"Reprint" MySQL Multidimensional Data Warehouse Guide First chapter 1th

Source: Internet
Author: User
Tags naming convention types of tables

MySQL Multidimensional Data Warehouse Guide

First Principles

Chapter List :

Chapter 1: Basic Composition

Chapter 2: History of Dimensions

Chapter 3: Dimensions of additive

Chapter 4: Dimension Queries

This article outlines

You will use a relational database to implement a dimensional data warehouse. The fact and dimension tables form a basic part of a data warehouse pattern, and in the first part of this book you will build these basic parts with a MySQL database.

Section 1 Chapters : Basic Composition

Overview

This chapter will look at two important topics: Star mode and surrogate key. Star schema is a data structure of a dimension Data warehouse. A surrogate key is a field that is added to the fact table as a primary key in the Data warehouse.

In this chapter you will embark on a long journey to build a real data warehouse. Some tasks need to be done in this chapter:

n Create a database user.

n Establish two relational databases, one as the data warehouse and the other as the source database.
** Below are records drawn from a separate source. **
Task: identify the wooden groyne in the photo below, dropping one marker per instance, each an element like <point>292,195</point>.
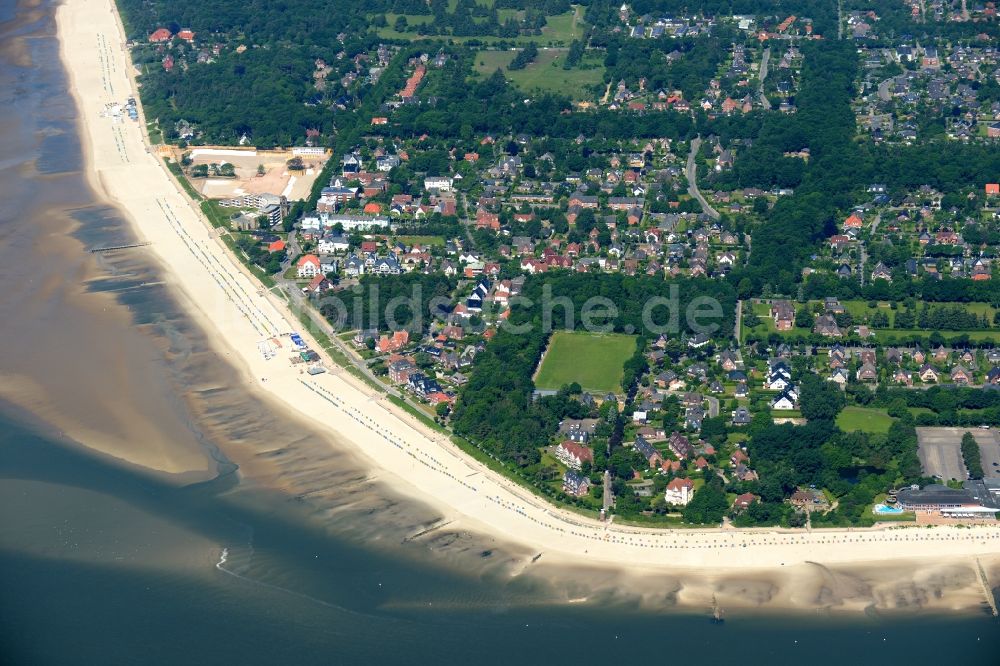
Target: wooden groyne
<point>112,248</point>
<point>990,599</point>
<point>430,529</point>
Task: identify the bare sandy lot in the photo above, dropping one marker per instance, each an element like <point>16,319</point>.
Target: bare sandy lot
<point>941,455</point>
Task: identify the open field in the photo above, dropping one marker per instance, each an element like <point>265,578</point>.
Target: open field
<point>866,420</point>
<point>594,361</point>
<point>421,240</point>
<point>559,30</point>
<point>859,308</point>
<point>882,335</point>
<point>886,334</point>
<point>276,179</point>
<point>546,73</point>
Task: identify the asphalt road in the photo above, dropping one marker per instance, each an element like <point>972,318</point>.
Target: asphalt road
<point>692,176</point>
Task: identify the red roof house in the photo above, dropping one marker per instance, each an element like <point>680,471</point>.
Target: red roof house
<point>160,35</point>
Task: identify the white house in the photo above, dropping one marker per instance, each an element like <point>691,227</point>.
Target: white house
<point>679,491</point>
<point>309,266</point>
<point>441,183</point>
<point>783,400</point>
<point>332,244</point>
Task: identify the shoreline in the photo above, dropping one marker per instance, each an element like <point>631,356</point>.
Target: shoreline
<point>237,313</point>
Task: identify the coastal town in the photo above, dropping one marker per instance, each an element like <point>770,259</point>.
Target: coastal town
<point>874,347</point>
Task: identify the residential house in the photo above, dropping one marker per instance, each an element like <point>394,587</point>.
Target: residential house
<point>961,375</point>
<point>927,373</point>
<point>573,454</point>
<point>679,491</point>
<point>783,314</point>
<point>308,266</point>
<point>575,484</point>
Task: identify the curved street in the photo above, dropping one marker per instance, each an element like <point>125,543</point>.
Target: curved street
<point>692,175</point>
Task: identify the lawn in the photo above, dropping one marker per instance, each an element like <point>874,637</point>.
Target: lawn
<point>595,361</point>
<point>546,73</point>
<point>864,419</point>
<point>887,335</point>
<point>421,240</point>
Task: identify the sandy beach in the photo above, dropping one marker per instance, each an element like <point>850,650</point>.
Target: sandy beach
<point>415,461</point>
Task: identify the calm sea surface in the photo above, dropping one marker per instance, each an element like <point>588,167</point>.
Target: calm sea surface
<point>104,563</point>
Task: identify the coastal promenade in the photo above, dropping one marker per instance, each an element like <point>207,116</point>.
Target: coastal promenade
<point>415,460</point>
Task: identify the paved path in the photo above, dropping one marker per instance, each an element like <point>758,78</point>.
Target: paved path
<point>739,317</point>
<point>692,176</point>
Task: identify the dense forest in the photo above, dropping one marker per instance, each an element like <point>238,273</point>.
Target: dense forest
<point>796,224</point>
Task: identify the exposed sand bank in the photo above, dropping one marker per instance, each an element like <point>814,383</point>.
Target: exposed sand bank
<point>422,464</point>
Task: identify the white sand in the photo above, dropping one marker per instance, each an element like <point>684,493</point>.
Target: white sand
<point>419,462</point>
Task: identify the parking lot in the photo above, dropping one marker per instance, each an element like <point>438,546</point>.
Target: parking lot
<point>941,454</point>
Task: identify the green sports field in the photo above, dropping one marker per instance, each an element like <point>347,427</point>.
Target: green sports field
<point>546,73</point>
<point>866,420</point>
<point>594,361</point>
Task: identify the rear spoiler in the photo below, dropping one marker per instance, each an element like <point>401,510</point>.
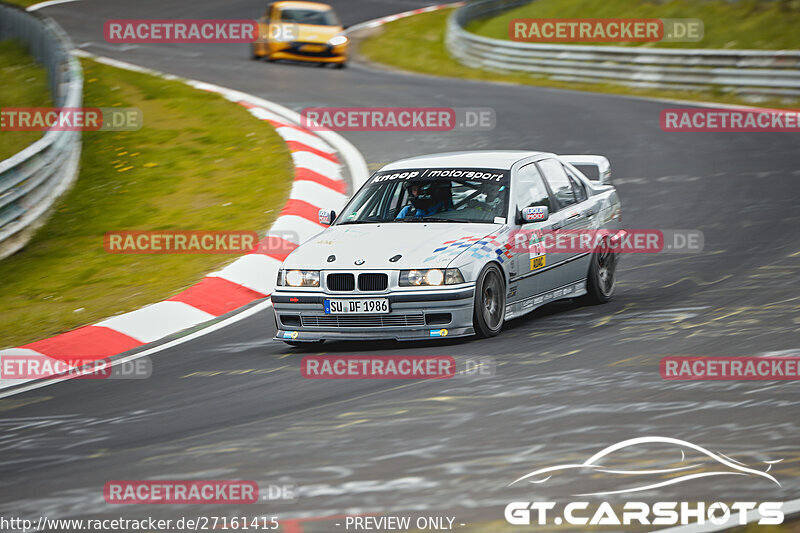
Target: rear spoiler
<point>600,164</point>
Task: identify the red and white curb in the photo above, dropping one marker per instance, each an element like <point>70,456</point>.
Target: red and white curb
<point>318,183</point>
<point>374,23</point>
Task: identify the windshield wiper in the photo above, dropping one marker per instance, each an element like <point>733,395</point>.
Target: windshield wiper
<point>428,219</point>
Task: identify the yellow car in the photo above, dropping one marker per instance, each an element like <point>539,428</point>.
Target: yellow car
<point>301,31</point>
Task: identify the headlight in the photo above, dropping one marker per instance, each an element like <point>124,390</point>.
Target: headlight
<point>430,277</point>
<point>298,278</point>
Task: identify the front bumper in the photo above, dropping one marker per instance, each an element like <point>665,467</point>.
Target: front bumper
<point>413,315</point>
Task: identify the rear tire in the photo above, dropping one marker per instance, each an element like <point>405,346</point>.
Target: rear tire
<point>489,305</point>
<point>602,277</point>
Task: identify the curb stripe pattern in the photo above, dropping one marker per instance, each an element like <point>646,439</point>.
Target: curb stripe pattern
<point>317,183</point>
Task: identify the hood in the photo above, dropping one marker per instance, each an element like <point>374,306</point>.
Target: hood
<point>421,245</point>
<point>317,34</point>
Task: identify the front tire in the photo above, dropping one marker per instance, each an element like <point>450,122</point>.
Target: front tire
<point>602,277</point>
<point>489,307</point>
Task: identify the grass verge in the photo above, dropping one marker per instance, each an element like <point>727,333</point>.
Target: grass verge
<point>416,44</point>
<point>24,85</point>
<point>199,163</point>
<point>749,24</point>
<point>22,3</point>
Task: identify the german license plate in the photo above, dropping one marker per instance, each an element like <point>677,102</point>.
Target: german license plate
<point>366,306</point>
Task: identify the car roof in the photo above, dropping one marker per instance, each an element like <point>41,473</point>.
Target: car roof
<point>503,159</point>
<point>302,5</point>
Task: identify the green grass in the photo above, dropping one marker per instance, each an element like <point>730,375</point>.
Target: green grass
<point>24,84</point>
<point>757,24</point>
<point>416,44</point>
<point>22,3</point>
<point>199,163</point>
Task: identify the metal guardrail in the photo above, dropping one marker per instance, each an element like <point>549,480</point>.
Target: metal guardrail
<point>755,72</point>
<point>32,180</point>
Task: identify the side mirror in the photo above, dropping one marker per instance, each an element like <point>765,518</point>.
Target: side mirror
<point>326,217</point>
<point>538,213</point>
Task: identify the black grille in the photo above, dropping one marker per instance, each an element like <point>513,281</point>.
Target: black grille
<point>296,48</point>
<point>341,282</point>
<point>362,321</point>
<point>373,282</point>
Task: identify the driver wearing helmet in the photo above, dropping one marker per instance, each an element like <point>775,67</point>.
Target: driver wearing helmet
<point>425,198</point>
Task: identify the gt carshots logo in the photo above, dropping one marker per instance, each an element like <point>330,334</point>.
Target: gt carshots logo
<point>695,462</point>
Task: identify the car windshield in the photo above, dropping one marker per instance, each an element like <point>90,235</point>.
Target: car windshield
<point>430,195</point>
<point>314,17</point>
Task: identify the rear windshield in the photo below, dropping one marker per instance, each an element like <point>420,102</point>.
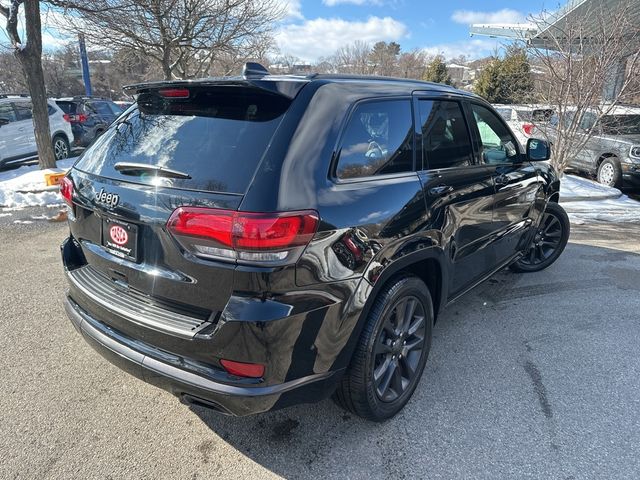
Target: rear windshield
<point>216,136</point>
<point>538,115</point>
<point>620,124</point>
<point>67,107</point>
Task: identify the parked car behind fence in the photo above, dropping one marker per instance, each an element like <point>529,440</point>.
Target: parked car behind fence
<point>89,116</point>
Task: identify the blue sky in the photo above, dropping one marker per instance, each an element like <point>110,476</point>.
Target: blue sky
<point>317,28</point>
<point>313,29</point>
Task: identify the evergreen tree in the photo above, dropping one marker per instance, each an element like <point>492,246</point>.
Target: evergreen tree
<point>437,71</point>
<point>506,80</point>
n Create a database table for the Data warehouse.

N Generate Surrogate key:

You need to create a source database because your Data warehouse has no source data. This step is not necessary in practical applications because your data warehouse is likely to be based on existing data sources. You will start using this source database in the second chapter of this book.

Section 1 Section Star-mode

A good dimensional data warehouse requires a concise data structure. From a technical point of view, a concise structure will mean faster queries. In a dimension Data warehouse, there are two types of tables, fact tables, and dimension tables in the implementation of relational databases. A fact table contains business fact data (or a measure). The dimension table contains the kinds of queries for the database.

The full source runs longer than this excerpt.